Mujer, de 18 años de edad, remitida de urgencias por el servicio de Medicina Interna por referir visión borrosa en ambos ojos de 5 días de evolución. Como únicos antecedentes refiere hipotiroidismo a tratamiento con levotiroxina 100 microgramos/día, y cefaleas para las que se ha prescrito recientemente tratamiento con nadolol 40 mgrs/noches, y topiramato 25 mgrs en las mañanas. Aporta un estudio analítico reciente, previo al tratamiento, dentro de la normalidad.
Su historial clínico oftalmológico recogía una agudeza visual previa, 6 meses antes, de unidad (10/10) ambos ojos con una corrección de +0,50 esfera -0,75 cilindro a 100o en ojo derecho y +0,75 esfera -0,75 cilindro a 75o en ojo izquierdo.
Se realizó nuevo estudio refractivo que determina un cambio miópico en ambos ojos con -4,25 esfera -0,50 cilindro a 110o en ojo derecho y -3,75 esfera -1,00 cilindro a 60o en ojo izquierdo, corrección con la que alcanzaba agudeza visual igual a 0,6 (6/10) en ojo derecho y 0,7 (7/10) en ojo izquierdo.

El estudio biomicroscópico mostraba leve hiperemia y congestión conjuntival en ambos ojos, cámaras anteriores estrechas con signo de eclipse positivo y córneas y cristalinos transparentes, sin signos inflamatorios ni seclusión.

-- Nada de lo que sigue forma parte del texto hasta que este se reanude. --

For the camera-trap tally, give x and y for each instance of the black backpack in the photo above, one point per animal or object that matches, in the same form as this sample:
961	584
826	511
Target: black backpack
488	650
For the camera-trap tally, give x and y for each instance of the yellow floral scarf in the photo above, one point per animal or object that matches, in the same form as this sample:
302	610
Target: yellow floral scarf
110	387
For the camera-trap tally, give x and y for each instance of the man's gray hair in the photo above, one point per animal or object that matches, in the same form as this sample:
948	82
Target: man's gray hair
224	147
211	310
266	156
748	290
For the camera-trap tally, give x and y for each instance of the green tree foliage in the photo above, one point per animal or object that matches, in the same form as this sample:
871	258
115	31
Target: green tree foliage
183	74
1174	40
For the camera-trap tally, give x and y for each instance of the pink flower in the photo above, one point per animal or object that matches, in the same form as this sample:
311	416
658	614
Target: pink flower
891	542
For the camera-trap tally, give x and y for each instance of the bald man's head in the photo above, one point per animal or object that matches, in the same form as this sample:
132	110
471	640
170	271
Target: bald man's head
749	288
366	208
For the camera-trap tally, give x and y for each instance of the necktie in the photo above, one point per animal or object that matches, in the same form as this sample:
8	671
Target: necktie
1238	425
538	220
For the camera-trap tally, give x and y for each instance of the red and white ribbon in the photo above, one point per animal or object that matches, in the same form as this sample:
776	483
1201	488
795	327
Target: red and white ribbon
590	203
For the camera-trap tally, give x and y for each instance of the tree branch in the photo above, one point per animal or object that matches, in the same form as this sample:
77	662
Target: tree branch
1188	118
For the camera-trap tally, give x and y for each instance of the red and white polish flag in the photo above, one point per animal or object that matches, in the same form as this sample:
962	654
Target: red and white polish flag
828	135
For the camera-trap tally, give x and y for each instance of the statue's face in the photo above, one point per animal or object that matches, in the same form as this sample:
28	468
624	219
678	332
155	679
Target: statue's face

Pupilas isocóricas y normorreactivas. Motilidad ocular normal. La presión intraocular medida con tonómetro de aplanación era de 32 mmHg en el ojo derecho y 29 mmHg en el ojo izquierdo. Exploración de papilas y polo posterior dentro de la normalidad.

Bajo la sospecha de cierre angular agudo se inició tratamiento oral con inhibidores de la anhidrasa carbónica (acetazolamida 250 mgrs), ½ cp cada 8 horas, y tópico con bimatoprost y maleato de timolol en colirio, con suspensión de las medicaciones de reciente introducción (nadolol y topiramato).
A las 24 horas mostraba tensiones de 23 mmHg en ambos ojos, y 13 mmHg en ojo derecho y 12 mmHg en ojo izquierdo a las 48 horas, con normalización de profundidad de la cámara anterior, por lo que se redujo el tratamiento con acetazolamida progresivamente a las 48 horas, tercer y cuarto día hasta supresión total y el tratamiento tópico se retiró a los 7 días, manteniendo en controles posteriores tensiones normales de 17-18 mmHg en ambos ojos a las 3, 6 y 12 semanas, sin tratamiento.

La visión se normalizó totalmente a las 72 horas, con agudeza visual igual a la unidad en ambos ojos y refracción similar a la previa al episodio.
Se realizó diagnóstico final de miopización e hipertensión ocular por cierre angular agudo secundarios al tratamiento con topiramato, lo cual fue comunicado a la paciente, familia y servicio de Medicina Interna como prescriptor del fármaco.